The operators’ station offers all-around visibility, heated and air-suspended seat, easy-to-view control panel, joystick steering control, a load sensing system that provides smooth joystick and blade control and the lowest cab noise levels in the industry.

“I run this machine all day long, yet I’m not tired at the end of the day,” said Norton.

The Bomag BC1172RB-2 has been designed to extend time between maintenance periods and reduce downtime. The drive components are protected within the sealed frame design, the hydrostatic drive is virtually wear free, the oil filter system extends hydraulic oil change intervals up to 2000 operating hours and the engine cooling air intake is more than 14 ft. (4.3 m) high, well out of the way of dust and debris, according to the manufacturer.

“This machine is very easy to maintain,” continued Norton “All fluids are in one spot and not in various locations like competitive model refuse compactors.”

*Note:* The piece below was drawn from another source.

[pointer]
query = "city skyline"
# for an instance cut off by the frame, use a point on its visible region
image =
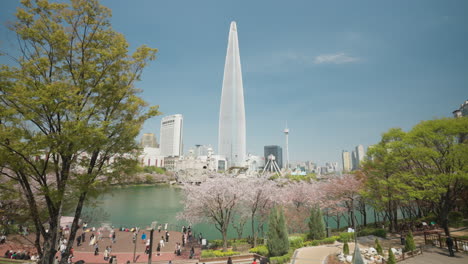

SCIA has already seen overall improvements of their landfill since the arrival of the Bomag compactor.

“We’ve seen an increase of 35 percent in both compaction and productivity,” said Cobb. “We expect this percentage to increase each month as we grow accustomed to the machine’s capabilities.”

For more than 35 years, JESCO has been supplying municipalities like the SCIA and contractors throughout New Jersey and the New York metro area with a wide range of construction equipment including John Deere, Hitachi, Bomag, Hypac, Indeco, Genesis and Hydrema. JESCO has three New Jersey branch offices located in South Plainfield, Fairfield and Lumberton.